Fun and joyfulness are treasured hallmarks of the holiday season as friends and family gather to eat, drink and be merry. Unfortunately, these festivities can also attract a certain uninvited guest that could long outstay its welcome: FOG.
We’re not talking about a weather phenomenon; we’re talking about fats, oils and grease, the aftermath of many holiday celebrations. When poured down the drain, FOG coats the inside of pipes. As it cools, it congeals, leaving a layer of icky gunk behind.
Over time, FOG can accumulate, restricting the flow of water through not only your home’s plumbing but the municipal collection system as well. If left undetected, a buildup of FOG can grow to unfathomable proportions — large enough to have earned the unpleasant moniker “fatberg.”
There have been many infamous fatberg incidents over the years. Perhaps one of the most memorable is the Whitechapel fatberg discovered in London in September 2017. This monster mass of fat and grease combined with so-called “flushable” wipes, sanitary products, and other debris grew stealthily beneath the city streets. When it was finally detected during routine maintenance, the enormous blob measured 250 yards long and weighed a whopping 143 tons.

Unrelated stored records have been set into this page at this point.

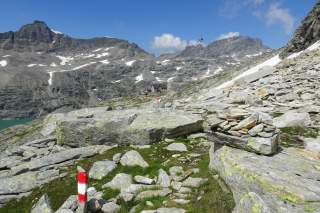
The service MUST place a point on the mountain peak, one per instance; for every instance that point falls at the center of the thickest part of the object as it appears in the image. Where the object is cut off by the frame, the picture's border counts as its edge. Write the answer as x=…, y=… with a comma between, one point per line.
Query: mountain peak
x=237, y=45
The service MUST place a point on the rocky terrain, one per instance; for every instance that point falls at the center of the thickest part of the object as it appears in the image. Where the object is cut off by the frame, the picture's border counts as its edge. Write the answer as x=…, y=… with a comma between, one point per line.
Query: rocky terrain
x=246, y=145
x=44, y=71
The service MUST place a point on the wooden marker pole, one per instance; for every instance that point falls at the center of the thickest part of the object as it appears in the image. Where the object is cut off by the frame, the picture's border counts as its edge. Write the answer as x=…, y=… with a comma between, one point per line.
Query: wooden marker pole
x=82, y=179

Thames Water crews worked around the clock for three weeks to dismantle the colossal fatberg, which had solidified to nearly the consistency of concrete. On a positive note, much of the dislodged, oily mass was transported to a facility where it was given new life as biodiesel to power city buses. And, to help educate the public about the importance of properly disposing of FOG and non-flushable materials, a large chunk of the Whitechapel fatberg was actually put on display at the Museum of London. The exhibit lasted from February to June 2018 and was reportedly one of the museum’s most popular attractions.
The Whitechapel fatberg, and similar giant clogs around the world, are extreme examples of how oil and grease can impact the sewer network but residential drainage systems are susceptible to blockage as well. Dumping FOG down your drain, garbage disposal, or toilet can contribute to mini-fatbergs that ultimately lead to clogged pipes, backups, and very expensive repairs. Instead, always dispose of fats, oils and grease in the trash, keeping your pipes clear and your holiday FOG-free.